The Higher Learning Commission (HLC) defines online courses as those in which all or the majority (75% or more) of the instruction and interaction occurs via electronic communication or equivalent mechanisms, with the faculty and students physically separated from each other. UIS defines online learning as sections delivered online and asynchronously. The Department of Education describes regular and substantive interaction between instructor and students as an essential element of an online course. Failure to comply with the Department of Education’s regular and substantive interaction regulation can have a negative impact on student financial assistance.

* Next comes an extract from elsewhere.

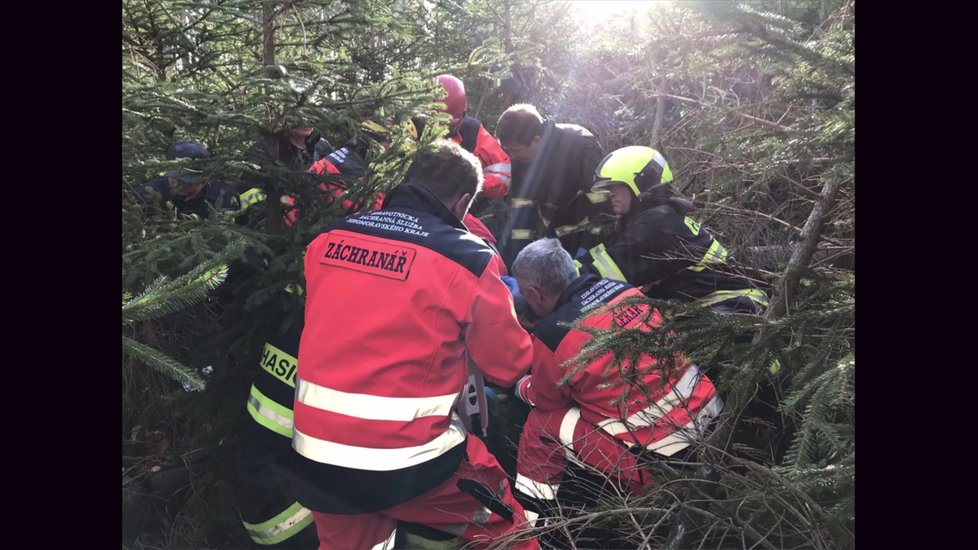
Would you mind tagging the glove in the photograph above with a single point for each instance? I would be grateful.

Five factors are the focus of “regular and substantive” interaction:
Appropriate form of media used. The institution’s online instruction is delivered through an appropriate form of media;
Instructors must meet accreditation requirements. The instructors with whom students regularly and substantively interact meet the requirements of the institution’s accrediting agency for instruction in the subject matter;
At least 2 of 5 “substantive” activities are used. Instructors engage in at least two forms of substantive interaction meeting the regulatory requirements for the course or competency;
There are scheduled and predictable interaction opportunities. The institution has established scheduled and predictable opportunities for substantive interaction between students and instructors and create expectations for instructors to monitor each student’s engagement and substantively engage with students on the basis of that monitoring; and
Instructor responsive to student requests. Instructors are responsive to students’ requests for instructional support.